An Israeli court has extended the detention of a Palestinian teenager who was arrested after a video of her confronting and hitting soldiers went viral.
Ahed Al Tamimi, along with her mother Nariman and cousin Nour Al Tamimi, are accused of "assaulting a soldier, harming the security of the area, incitement, and other felonies", according to court documents.
The Israeli military court denied Ahed's bail request on Sunday and ordered her to be held for 10 more days pending further investigation, the Palestinian news agency Maan reported.
Israeli forces arrested the 17-year-old last Tuesday in a predawn raid on her home Nabi Saleh, a village in the occupied West Bank. Her cousin was arrested the following day.
The viral video shows Ahed and Nour accosting two Israeli soldiers in Nabi Saleh and shoving, kicking and slapping them while filming on mobile phones. The heavily armed soldiers do not respond in the face of what appears to be an attempt to provoke rather than seriously harm them.

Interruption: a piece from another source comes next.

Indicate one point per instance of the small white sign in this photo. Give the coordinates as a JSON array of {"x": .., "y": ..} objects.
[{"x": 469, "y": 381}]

They then move backwards after Ahed's mother becomes involved.
Ahed's father said the incident took place on December 15 after the soldiers raided houses in the village and shot a 14-year-old boy in the head.
“These soldiers before the video shot a child, Mohammed, in the head and he is still in the intensive care unit," said Bassem Al Tamimi. "Before that they had unleashed a barrage of tear gas.”
In a Facebook post last Tuesday, Mr Al Tamimi said Israeli soldiers "raided my home and arrested my daughter, Ahed Al Tamimi, and confiscated our computer, cameras and beat my wife and children".
The Al Tamimi family are at the forefront of regular protests in Nabi Saleh against the Israeli occupation. Residents say part of the village's land was confiscated by Israeli authorities and given to a nearby Jewish settlement.
The raids on Nabi Saleh came a day after violent protests in the West Bank against US president Donald Trump's recognition of Jerusalem as the capital of Israel.
The move by Mr Trump has been widely condemned by the international community.